Hiroaki Ikoma¹Shuzo Hamamoto^1*Yoshihiko Tasaki²Misato Tomita²Takuya Sakata¹Hiroko Suzuki³Yusuke Noda⁴Masayuki Usami⁵Yohei Tsubouchi⁶Yoshihisa Mimura²Toshiharu Morikawa¹Takashi Nagai¹Rei Unno¹Toshiki Etani¹Taku Naiki¹Yosuke Sugiyama²Takahiro Yasui¹

• ¹Department of Nephro-urology, Nagoya City University, Nagoya, Japan
• ²Department of Clinical Pharmaceutics, Nagoya City University, Nagoya, Japan
• ³Department of Urology, Kainan Byoin, Yatomi, Japan
• ⁴Department of Urology, Anjo Kosei Byoin, Anjo, Japan
• ⁵Department of Urology, Toyota Kosei Byoin, Toyota, Japan
• ⁶Department of Urology, Konan Kosei Byoin, Konan, Japan

Introduction: Immune checkpoint inhibitor (ICI)-based combination therapy has revolutionized first-line treatment outcomes for metastatic renal cell carcinoma (mRCC).
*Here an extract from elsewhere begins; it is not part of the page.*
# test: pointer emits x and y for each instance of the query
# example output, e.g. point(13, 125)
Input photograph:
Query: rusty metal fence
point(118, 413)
In this study, we aimed to retrospectively analyze real-world clinical outcomes and toxicities of first-line ICI-based combination therapies, specifically nivolumab plus ipilimumab (IO+IO) and ICIs plus tyrosine kinase inhibitors (IO+TKI), in Japanese patients with mRCC aged ≥ 75 years compared with non-older adult patients. Methods: We retrospectively enrolled 156 patients with mRCC who received first-line IO+IO or IO+TKI between September 2018 and June 2024 at eight Japanese institutions. Patients were categorized into an older adult group (≥ 75 years, n=49) and a non-older adult group (< 75 years, n=107). We evaluated objective response rate (ORR), disease control rate (DCR), progression-free survival (PFS), overall survival (OS), and adverse events (AEs). Results: The overall ORR (47% vs. 59%, p=0.43) and DCR (86% vs. 83%, p=0.65) were comparable between groups. No significant differences were observed in PFS (median: 15.5 vs. 17.0 months, p=0.78) or OS (NA vs. 52.2 months, p=0.61). In the IO+IO regimen, the ORR, DCR, PFS, OS, and AE rates were comparable across age groups. However, in the IO+TKI cohort, the ORR was significantly lower in older adults (55% vs. 81%, p=0.04), and treatment discontinuation due to AEs was significantly higher in older adults (60% vs. 32%, p=0.02), with a shorter time to discontinuation despite no difference in the initial TKI dose and RDI. The non-older adult group showed significantly better PFS with IO+TKI compared with IO+IO (hazard ratio: 2.37, p=0.02). In contrast, in the older adult group, PFS and OS were approximately equivalent between the two regimens. Conclusion: Our real-world data indicated that ICI-based combination therapies are effective in patients with mRCC aged ≥75 years, with outcomes largely non-inferior to non-older adult patients. However, the comparable efficacy of IO+TKI and IO+IO in the older adult group, which may differs from that in the non-older adult group, highlights the importance of understanding the distinct characteristics of each regimen for individualized treatment selection and careful management, particularly regarding AE monitoring and dose adjustment in older adult patients receiving IO+TKI.